Her husband, Adam, called 911 and the operator gave him instructions on how to prepare Amanda to give birth in their home.
“I got towels and I think he said a shoelace and a bobby pin,” he said. “I was scouring the house for all this stuff and he was coaching me through it.”
When the Winnipeg Fire Paramedic Service (WFPS) crew arrived, they quickly took control of the situation in a way that comforted the McDermids.
“It was a blur of activity,” said Amanda. “They got me hooked up on IV so quickly.”
This wasn’t the first home delivery for paramedics Stefane and Abby-Gail. It also isn’t an uncommon call for 911 to receive. In 2018, WFPS first responders delivered 28 babies with the three year annual average being roughly 24.

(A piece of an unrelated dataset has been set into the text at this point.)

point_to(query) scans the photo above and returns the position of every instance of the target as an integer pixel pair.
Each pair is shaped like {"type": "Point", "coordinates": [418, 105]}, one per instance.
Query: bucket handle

“When we got there (to the McDermids) we realized birth was imminent,” said Abby-Gail.
The McDermids had been considering naming their baby with something that started with the letter A. After she was born, it didn’t take long to decide what her name was going to be.
“We named our daughter after our paramedic,” said Amanda.
Amanda is employed by the City of Winnipeg in Human Resource Services. She said she understands the importance of effective communication while at work and was pleased to have experienced first-hand the great communication and leadership skills of the paramedic team.
Following the complication-free delivery, the paramedics transported Amanda and baby Abigail to hospital. The care they provided has left a lasting impression on the family.